なにも話せないライラに変わり、芭柘美は先ほど聞いたライラの事情を説明した。足りない言葉は北都や昶が付け足していく。
◇ ◇ ◇
大まかに説明をし終える芭柘美。
「だからね、ライラは本当に蛮族の方へついた訳じゃなかったんだよ」
「そう、なのか?」
フェリクスは縋るようにライラを見る。
「彼女たちが言った事は事実よ。私はフェリクスに外の世界を見せたかったの。……ごめんなさい、彼方に深い傷を与えてしまって」
「なら、なぜそれを俺に言ってくれなかったんだ」
「叶わない事を言う程、悲しくて、虚しいことはないわよ」
伏し目がちになるライラ。
「……フェリクス」
「なんだ?」
「もうここに縛られることはないのよ? これから好きな所へ好きなだけ行くことが出来るの」
「……俺が滅ぼしてしまったからな」
「違うわ。私が崩落の引き金を引いてしまったの」
お互いに後悔し、自分が悪いのだと言い合う二人。
「裏切られて悲しい気持ちがあるのも本当。それで暴れてたくさんの人を巻き込むのは良くない事。でも、ライラさんだって相手を思っての事でも傷つけるのはいけない事」
薫が話す言葉に耳を傾ける二人。
「いけない事はいけない事だってわかるよねぇ?」
「あぁ」
「えぇ」
「それを後悔する気持ちは大事だよ? でもね、それをずっと引きずったままでもダメだと我は思うなぁ」
「そうだね。
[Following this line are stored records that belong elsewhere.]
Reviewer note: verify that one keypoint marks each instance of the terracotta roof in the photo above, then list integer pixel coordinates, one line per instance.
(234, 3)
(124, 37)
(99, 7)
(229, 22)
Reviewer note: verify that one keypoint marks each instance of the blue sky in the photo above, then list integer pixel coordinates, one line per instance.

お互いに傷つけあってしまったけど、今はそれを理解し合えたんじゃない?」
薫の言葉を引き継いで芭柘美がそう聞く。
「そうだな……あのままじゃ俺はずっと悲しみと混乱の最中にいることだっただろう」
「私はあなたたちに逢わなければ、ずっと裏切り者としてフェリクスを守っていたわね」
「もう二人とも苦しまなくていんだよ。一緒に外へ出よう?」
芭柘美たちは洞窟の入り口で二人を誘う。
「……フェリクス」
「なんだ?」
「本当の事が言えて良かったわ。……あなたたちもきっかけをくれてありがとう」
ライラは満足げに微笑みながら消えていく。ライラがいた場所には一輪の椿が落ちていた。
―――フェリクスをよろしくね。
「ライラ?」
「なんで……一緒に外を見ようって言ってたのに」
「たぶん、封印が解かれた事で、守る必要が無くなったから……」
「まさか、消えるのを分かっていて封印を解いたのか?」
「うん……。アニスは誤解されながら一生生きているよりも幸せだったと思うな」
アニスと和輝のやり取りを静かに聞く面々。
辺りはしんみりとした空気に包まれる。
「あの……」
「クエスティーナ、どうしたの?」
「ライラさんや集落のみんなのお墓を立てましょうよ」
「お墓?」
「えぇ。私、これからを生きる彼の為にも……集落のみんなの為にも鎮魂歌を捧げたいの」
クエスティーナの発案で芭柘美たちはお墓を立てることにした。
フェリクスの案内で集落があった場所へ向かう為、洞窟を後にする面々。